The power utility said that this was due to a shortage of generation capacity.

READ: How to check your load shedding schedule

Eskom said that while it had managed to return a unit at each of its Kusile, Matimba and Arnot power stations on Tuesday morning, further delays in returning other units to service had exacerbated the capacity constraints.

This was affecting the utility's ability to replenish the emergency generation reserves.

Eskom's spokesperson Sikonathi Mantshantsha: "Eskom anticipates to return Koeberg unit one to service at the weekend. Eskom also expects to return five nits to service during this week. However, there are a number of generation units running at risk of failure that cannot be attended to at this moment due to the current capacity constraints."

Eskom management on Monday again conceded that power cuts were here to stay and that Eskom was struggling to meet generation capacity.

The utility said that it needed at least 6,000 megawatts of additional capacity to meet the country’s electricity demand.

This comes as the country wakes up to stage two power cuts on Tuesday morning due to a unit trip at Matiba and Kusile plants.
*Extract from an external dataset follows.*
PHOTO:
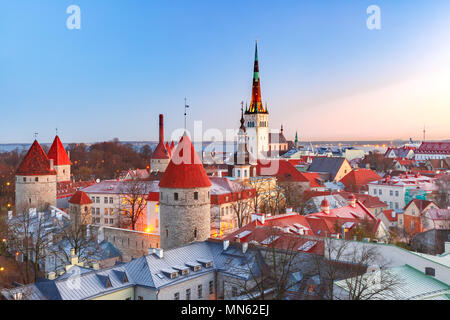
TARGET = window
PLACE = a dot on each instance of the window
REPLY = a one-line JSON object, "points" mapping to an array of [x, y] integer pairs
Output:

Eskom has assured South Africans that the power cuts would be kept to a minimum during the local government elections next Monday.
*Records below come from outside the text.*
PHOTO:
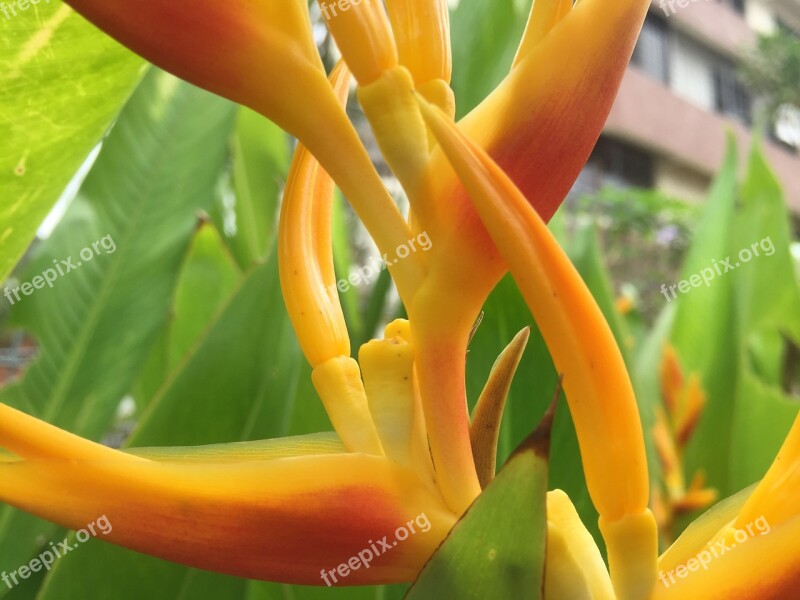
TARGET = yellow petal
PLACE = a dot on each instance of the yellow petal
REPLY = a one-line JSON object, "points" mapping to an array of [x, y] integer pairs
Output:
{"points": [[280, 519], [574, 568], [584, 350], [305, 252], [542, 121], [362, 32], [422, 32], [777, 496], [338, 383], [598, 388], [388, 368], [545, 14], [763, 567]]}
But that will only be a brief measure as more units have tripped and the power utility said that it needed additional megawatts to meet the country’s power demands.

Eskom's COO Jan Oberholzer: "It is important for us all to understand that we need that 4,000 to 6,000 megawatts of additional capacity, we are specifically saying capacity in the country."

The planned and unplanned maintenance is also partly to blame for the loss in capacity.

Acting executive for generation Philip Dukashe says some power stations like the Tutuka were in a shocking state.

Eskom said that the country had sufficient coal supply and had put measures in place to prevent it from getting drenched during the rainy season.